Furthermore, it is also to be noted that, alternatively, in actual execution, the analog reception beam at the terminal device side of the BM RS may be acquired by several means:

mode 1: receiving reference signals transmitted by network devices via analog beams

If the terminal device receives the low-frequency reference signal sent by the network device by using the analog beam, the first communication device may configure a CSI-RS of at least one of CSI-RS resource identifier (channel state information reference signal resource indicator, CRI), rank Indication (RI), PMI, and channel quality indication (channel quality indicator, CQI) as a QCL type D source reference signal resource (source RS) of the high-frequency CSI-RS.

Mode 2: receiving reference signals transmitted by a second communication device via a digital beam

If the terminal device receives the low-frequency reference signal by adopting the digital beam, the terminal device can map the low-frequency digital beam to the high-frequency analog beam when receiving the BM RS, where the mapping relationship between the low-frequency digital beam and the high-frequency analog beam may be that one digital beam corresponds to N analog beams. The terminal equipment is required to have the capability of reporting N, so that the network equipment can configure the reference signal resource for the selection of the high-frequency analog beam of the terminal equipment according to the value of N.

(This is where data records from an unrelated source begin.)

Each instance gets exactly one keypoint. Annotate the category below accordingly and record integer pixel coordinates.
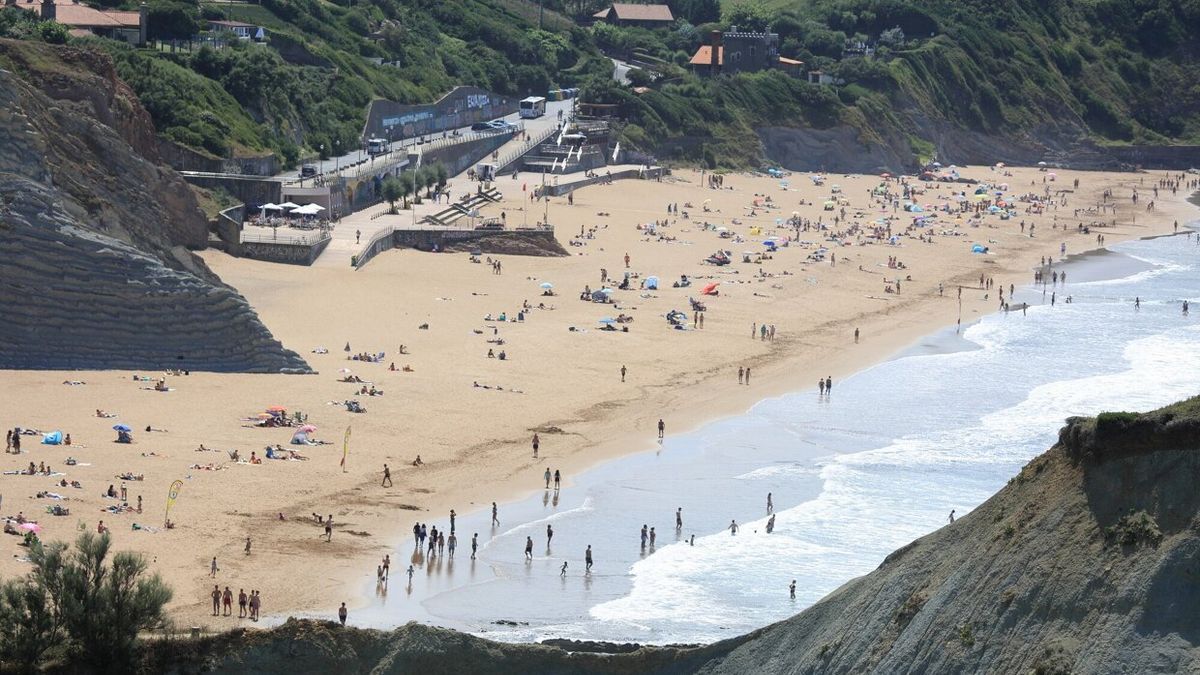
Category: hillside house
(82, 19)
(736, 52)
(241, 30)
(642, 16)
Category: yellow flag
(172, 495)
(346, 448)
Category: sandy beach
(561, 376)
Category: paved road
(333, 163)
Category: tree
(100, 605)
(107, 605)
(391, 191)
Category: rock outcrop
(1089, 561)
(95, 237)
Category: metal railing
(287, 238)
(534, 141)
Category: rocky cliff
(95, 262)
(1089, 561)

It should be noted that, the high-frequency path loss is larger, and the high-frequency narrow beam scanning mode is used in a larger angle range to obtain the better high-frequency narrow beam for communication, and the high-frequency narrow beam scanning process brings larger resource overhead and time delay. The application considers that the low frequency coverage is better, the first communication equipment can receive the RS sent in the omni-direction or the RS sent in the wide wave beam, then the first communication equipment can obtain a smaller searching range of the high-frequency narrow wave beam based on the PMI information measuring result of the low frequency, and the cost of the high-frequency wave beam training is reduced. In addition, after the association relation between the PMI information and the first information is determined, the second communication device can issue the associated high-frequency reference signal according to the PMI information reported by the first communication device, and the second communication device does not need to continuously send the switched reference signal resource to the first communication device.

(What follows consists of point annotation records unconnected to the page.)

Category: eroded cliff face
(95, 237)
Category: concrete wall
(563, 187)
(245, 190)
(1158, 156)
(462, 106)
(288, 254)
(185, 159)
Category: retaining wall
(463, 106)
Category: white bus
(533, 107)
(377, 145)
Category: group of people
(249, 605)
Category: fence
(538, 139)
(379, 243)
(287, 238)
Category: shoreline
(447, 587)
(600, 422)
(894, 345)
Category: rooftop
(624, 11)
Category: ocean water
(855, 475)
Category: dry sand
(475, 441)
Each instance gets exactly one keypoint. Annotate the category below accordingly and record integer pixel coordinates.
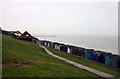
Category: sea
(107, 44)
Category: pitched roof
(25, 35)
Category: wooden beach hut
(26, 37)
(115, 61)
(102, 58)
(68, 49)
(81, 51)
(97, 56)
(108, 59)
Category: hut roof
(25, 35)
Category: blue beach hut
(115, 61)
(108, 59)
(102, 58)
(96, 56)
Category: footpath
(99, 73)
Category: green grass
(26, 59)
(89, 63)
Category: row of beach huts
(91, 54)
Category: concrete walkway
(99, 73)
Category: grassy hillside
(88, 63)
(25, 59)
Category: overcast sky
(60, 17)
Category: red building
(26, 36)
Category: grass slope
(25, 59)
(88, 63)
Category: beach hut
(97, 56)
(73, 50)
(92, 54)
(57, 46)
(51, 45)
(62, 47)
(68, 49)
(87, 53)
(108, 58)
(17, 34)
(102, 58)
(81, 51)
(54, 43)
(115, 62)
(118, 64)
(26, 36)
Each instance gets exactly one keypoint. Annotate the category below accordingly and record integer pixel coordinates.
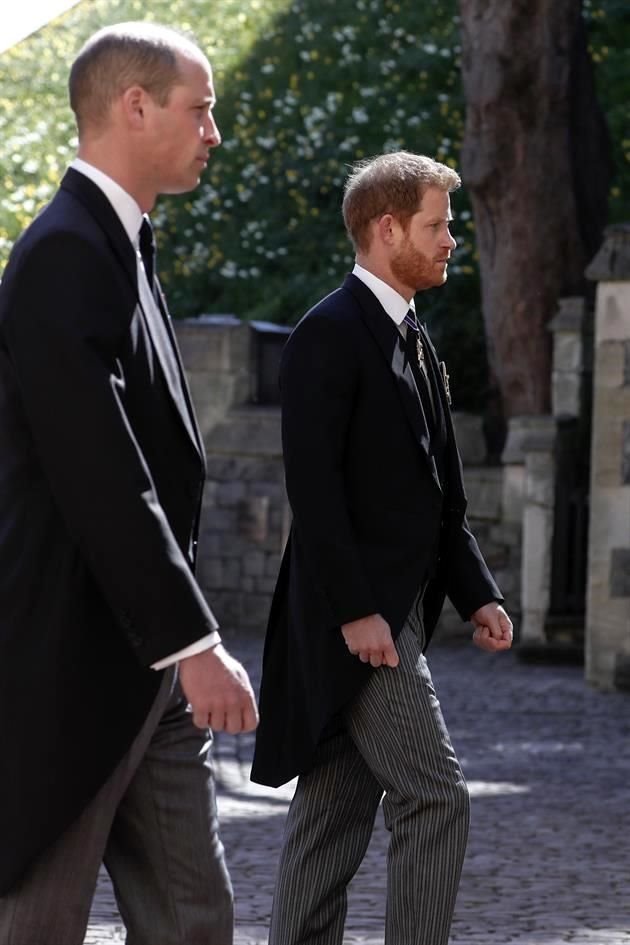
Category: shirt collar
(393, 303)
(126, 208)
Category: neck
(109, 161)
(382, 271)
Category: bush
(305, 87)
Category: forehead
(435, 202)
(195, 76)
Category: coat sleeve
(469, 583)
(63, 329)
(318, 381)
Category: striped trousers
(395, 744)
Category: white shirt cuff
(199, 646)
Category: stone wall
(608, 605)
(246, 516)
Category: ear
(134, 101)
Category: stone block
(566, 394)
(470, 438)
(620, 572)
(539, 479)
(232, 574)
(612, 314)
(221, 468)
(536, 569)
(522, 432)
(210, 573)
(229, 494)
(625, 454)
(513, 499)
(265, 585)
(567, 352)
(607, 467)
(211, 344)
(272, 565)
(254, 563)
(253, 518)
(484, 487)
(256, 610)
(220, 520)
(248, 431)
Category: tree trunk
(535, 161)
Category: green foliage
(305, 87)
(608, 24)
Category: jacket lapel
(390, 342)
(161, 335)
(187, 408)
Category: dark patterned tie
(147, 250)
(414, 351)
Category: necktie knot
(146, 243)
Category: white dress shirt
(130, 216)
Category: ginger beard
(413, 268)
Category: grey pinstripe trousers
(395, 743)
(154, 824)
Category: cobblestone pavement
(548, 764)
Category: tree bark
(535, 161)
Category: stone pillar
(538, 501)
(568, 357)
(608, 592)
(216, 352)
(245, 515)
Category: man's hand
(219, 691)
(371, 640)
(493, 628)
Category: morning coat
(101, 477)
(374, 518)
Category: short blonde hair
(390, 183)
(118, 57)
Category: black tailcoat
(101, 477)
(373, 519)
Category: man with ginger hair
(112, 671)
(379, 536)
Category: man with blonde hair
(112, 672)
(379, 536)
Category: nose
(212, 135)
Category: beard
(415, 270)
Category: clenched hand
(219, 691)
(370, 639)
(493, 628)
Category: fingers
(483, 638)
(386, 656)
(391, 656)
(219, 693)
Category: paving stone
(548, 767)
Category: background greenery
(305, 87)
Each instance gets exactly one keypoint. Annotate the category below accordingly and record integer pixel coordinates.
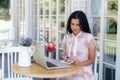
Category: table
(38, 71)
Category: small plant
(26, 41)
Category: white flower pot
(24, 59)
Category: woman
(79, 46)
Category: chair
(9, 56)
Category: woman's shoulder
(88, 36)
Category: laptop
(48, 63)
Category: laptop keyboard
(49, 64)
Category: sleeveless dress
(84, 41)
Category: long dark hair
(83, 21)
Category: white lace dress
(84, 41)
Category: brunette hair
(83, 21)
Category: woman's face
(75, 26)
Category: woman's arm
(91, 53)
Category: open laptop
(40, 58)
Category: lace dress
(84, 41)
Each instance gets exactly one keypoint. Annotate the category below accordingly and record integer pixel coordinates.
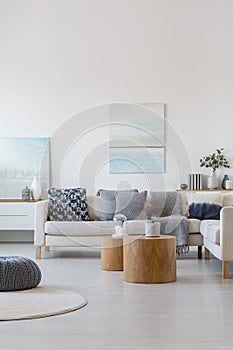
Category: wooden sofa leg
(225, 269)
(199, 251)
(207, 253)
(38, 252)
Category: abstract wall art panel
(20, 159)
(136, 138)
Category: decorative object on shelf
(224, 180)
(212, 181)
(214, 161)
(36, 188)
(184, 186)
(228, 185)
(26, 194)
(195, 181)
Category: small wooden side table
(112, 253)
(150, 259)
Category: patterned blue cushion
(67, 204)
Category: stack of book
(195, 181)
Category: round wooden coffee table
(112, 253)
(149, 259)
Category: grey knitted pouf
(18, 273)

It should be further noted that, in the embodiments of the present application, the first vector information is determined by measuring the first cell, and may be understood as first vector information determined by measuring the reference signal resource of the first cell.

The following detailed description of the embodiments of the present application follows:

embodiment 1: the first information is BMRS

The scheme in embodiment 1 may be performed with reference to fig. 3, where in fig. 3, the first communication device is taken as a UE, and the second communication device is taken as a gNB, and stage 1: and the UE and the gNB acquire the association relation between PMI information and BM RS. The association relationship between PMI information and BM RS at this stage may be configured in the manner described above, for example: the gNB configuration, UE reporting, etc., and not described in detail herein, it should be noted that the association relationship is known to both the UE and the gNB.

Stage 2: the gNB transmits the low-frequency reference signal on a low-frequency reference signal resource, which may be CSI-RS resource information, and it is further noted that the CSI-RS resource information mainly refers to a CSI-RS resource index. Accordingly, the UE receives the low frequency reference signal.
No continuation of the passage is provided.